On l’appelle Sylvie la Nounou. Comme elle se définit elle-même, la nounou, c’est celle qui s’occupe des enfants des autres sans être sûre que quelqu’un s’occupe des siens. Elle a exercé ce métier en France pendant près de vingt ans. Sa particularité est d’être une femme indignée qui a refusé de se résigner face au traitement réservé à certaines auxiliaires parentales. C’est ainsi qu’elle a créé le premier syndicat national des auxiliaires parentales en France. Dans cette interview, qu’elle a bien voulu nous accorder (par le billet de l’internet), cette femme d’exception revient sur les circonstances de la création de son syndicat.

 

Queen Mafa : Présentez-vous à nos lecteurs ?

Sylvie Fofana (S. F.) : Je suis Sylvie Fofana,  Franco-ivoirienne. Je vis en France depuis 1992. Je suis mère de trois enfants dont deux garçons âgés de 29 et 27 ans  et une fille de 23ans

Queen Mafa : Pourquoi la création d’un syndicat des auxiliaires parentales (nounous) ?

S.F : Lorsque, je suis arrivée en France, juste après la naissance de ma benjamine, je me suis inscrite dans un Greta pour préparer le Bac pro section secrétariat bureautique. 

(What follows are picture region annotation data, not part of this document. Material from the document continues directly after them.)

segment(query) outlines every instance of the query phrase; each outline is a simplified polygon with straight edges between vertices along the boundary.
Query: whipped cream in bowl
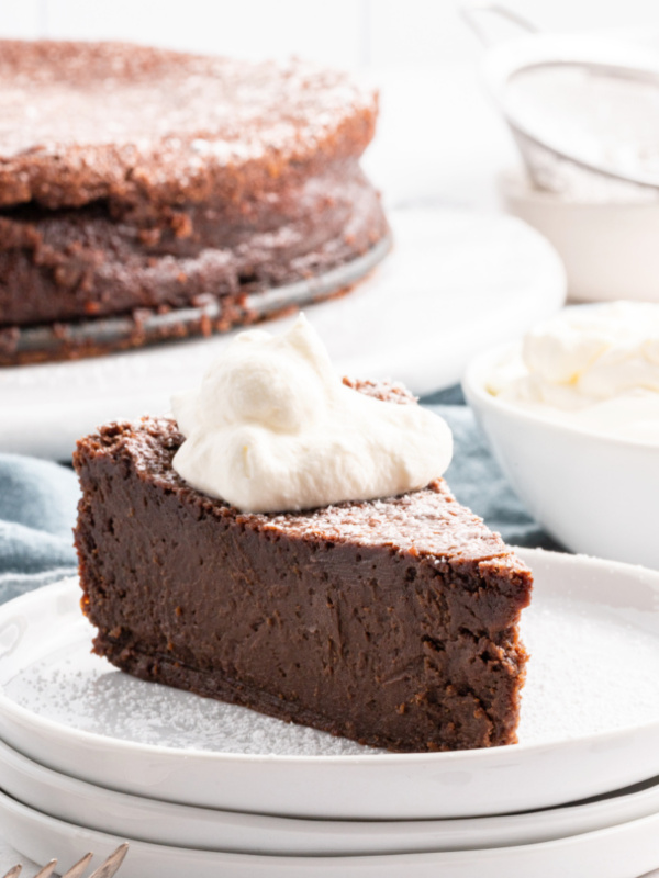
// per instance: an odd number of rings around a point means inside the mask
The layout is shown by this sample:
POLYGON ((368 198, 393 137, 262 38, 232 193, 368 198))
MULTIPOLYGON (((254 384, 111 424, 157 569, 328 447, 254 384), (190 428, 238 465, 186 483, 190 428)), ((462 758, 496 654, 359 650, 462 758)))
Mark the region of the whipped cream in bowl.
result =
POLYGON ((171 401, 186 441, 174 469, 245 513, 310 509, 425 487, 450 463, 447 424, 345 385, 301 316, 241 333, 199 390, 171 401))
POLYGON ((513 488, 558 542, 659 567, 659 305, 566 308, 479 356, 463 389, 513 488))
POLYGON ((659 446, 659 305, 566 308, 494 364, 488 391, 539 417, 659 446))

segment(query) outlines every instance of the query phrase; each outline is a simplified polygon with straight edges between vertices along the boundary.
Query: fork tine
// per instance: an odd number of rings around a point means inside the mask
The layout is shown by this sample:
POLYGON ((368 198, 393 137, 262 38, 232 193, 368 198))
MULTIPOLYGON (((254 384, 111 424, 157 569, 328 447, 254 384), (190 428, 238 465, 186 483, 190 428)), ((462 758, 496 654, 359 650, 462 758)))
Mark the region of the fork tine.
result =
POLYGON ((40 869, 40 871, 36 873, 34 878, 51 878, 51 876, 55 871, 55 866, 56 865, 57 865, 57 860, 56 859, 52 859, 49 863, 46 863, 46 865, 43 867, 43 869, 40 869))
MULTIPOLYGON (((82 859, 79 859, 75 866, 71 866, 68 871, 66 871, 62 878, 80 878, 83 875, 85 869, 89 866, 93 854, 85 854, 82 859)), ((36 876, 38 878, 38 876, 36 876)))
MULTIPOLYGON (((116 873, 121 864, 124 862, 124 857, 129 852, 129 845, 126 842, 121 844, 113 854, 110 854, 108 859, 102 863, 96 871, 92 871, 89 878, 112 878, 112 876, 116 873)), ((62 878, 67 878, 66 875, 63 875, 62 878)))

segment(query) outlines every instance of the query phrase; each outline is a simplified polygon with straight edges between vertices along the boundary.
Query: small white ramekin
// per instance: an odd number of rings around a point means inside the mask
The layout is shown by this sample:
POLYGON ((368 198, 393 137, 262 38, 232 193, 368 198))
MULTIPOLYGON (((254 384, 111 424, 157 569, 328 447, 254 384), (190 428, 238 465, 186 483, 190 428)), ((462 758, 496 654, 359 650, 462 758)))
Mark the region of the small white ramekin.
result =
POLYGON ((552 423, 488 392, 515 346, 477 357, 462 380, 528 513, 567 549, 659 569, 659 446, 552 423))
POLYGON ((659 202, 570 201, 512 171, 500 175, 499 196, 554 245, 572 301, 659 302, 659 202))

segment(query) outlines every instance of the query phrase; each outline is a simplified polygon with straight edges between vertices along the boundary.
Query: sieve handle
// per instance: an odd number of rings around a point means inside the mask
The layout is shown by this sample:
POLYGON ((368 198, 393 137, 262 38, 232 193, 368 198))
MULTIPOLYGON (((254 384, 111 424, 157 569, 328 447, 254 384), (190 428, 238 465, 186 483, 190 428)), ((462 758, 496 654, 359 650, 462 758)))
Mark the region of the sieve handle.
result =
POLYGON ((501 5, 501 3, 481 2, 481 3, 469 3, 467 5, 461 5, 460 15, 467 22, 469 27, 473 31, 478 40, 485 48, 492 46, 496 41, 490 37, 488 29, 483 26, 483 23, 481 21, 483 13, 495 15, 500 19, 505 19, 507 22, 511 22, 511 24, 516 25, 522 31, 526 31, 526 33, 532 33, 532 34, 539 33, 539 27, 536 27, 536 25, 533 24, 533 22, 529 22, 528 19, 525 19, 517 12, 513 12, 512 9, 501 5))

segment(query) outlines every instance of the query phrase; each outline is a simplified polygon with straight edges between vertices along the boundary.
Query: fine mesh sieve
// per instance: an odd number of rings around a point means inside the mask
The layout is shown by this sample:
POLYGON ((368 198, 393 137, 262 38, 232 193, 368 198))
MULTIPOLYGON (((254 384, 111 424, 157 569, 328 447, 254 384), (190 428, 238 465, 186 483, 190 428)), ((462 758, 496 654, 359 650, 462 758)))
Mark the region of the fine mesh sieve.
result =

Pour trouver un logement, il me fallait travailler. Après ma formation, j’ai exercé des CDD tout de même précaires dans le secrétariat. En allant rendre visite à mes amies dans les parcs, je décidais de travailler auprès des enfants. En 1995, date de début de mon embauche, j’étais parmi les rares auxiliaires parentales qui avaient deux employeurs en même temps (garde partagée). Au fur et à mesure, je compris qu’il y avait trop d’injustices subies par bon nombre d’auxiliaires parentales. Lorsqu’elles avaient des soucis plus personne ne les écoutait. Elles étaient isolées. Je me suis dit en ce moment là qu’il fallait qu’on prenne nos destins en main.

Et c’est ainsi que j’ai mis en place dans un premier temps l’association des nounous d’île de France en 2010. Deux ans après nous avons décidé d’aller plus loin dans notre combat en mettant en place le premier syndicat des gardes d’enfants à domicile (2012).

Nous utilisons le terme auxiliaire parental car le terme nounou paraît un peu dévalorisant.

Queen Mafa : Quelles sont les difficultés particulières que rencontrent les nounous en France ?

S.F : Les difficultés particulières que rencontrent les auxiliaires parentales sont pour la plupart le non respect du code du travail, et le manque de reconnaissance de leur droit   par des employeurs.

Queen Mafa : Le métier nourrit-t-il son homme ?

S. F. : On va dire que le métier nous permet de rester dignes. De pouvoir élever nos enfants sans tendre la main à autrui. Il faut dire que les auxiliaires parentales sont payées pour la plupart au SMIG. Elles travaillent en moyenne 50 heures hebdomadaires. Ce qui fait des sacrés horaires.

Queen Mafa  : Des perspectives  pour votre syndicat?

S. F. : Oui comme tout syndicat nous  voulons le meilleur pour nos adhérents, nous ferons tout pour sortir de la convention collective des salariés du particulier employeur,  les auxiliaires parentales. Leur place se trouve aux côtés des assistantes maternelles qui exercent le même travail qu’elles.

Queen Mafa : Un dernier mot ?

S. F : Je demande à nos frères et sœurs africains de faire confiance à ceux d’entre nous qui entreprennent des choses. Qu’on arrête de dire : « lorsqu’un noir entreprend quelque chose il ne le termine pas. »

   Si nous sommes encouragés, il n’y a pas de raison que  l’on n’aille pas plus loin. La solidarité fait défaut aux africains de la diaspora. Donnons-nous la main car ensemble, on arrive à soulever des montagnes.  Merci à vous pour l’opportunité que vous m’offrez pour pouvoir m’exprimer au sein de votre tribune. Recevez tous mes encouragements.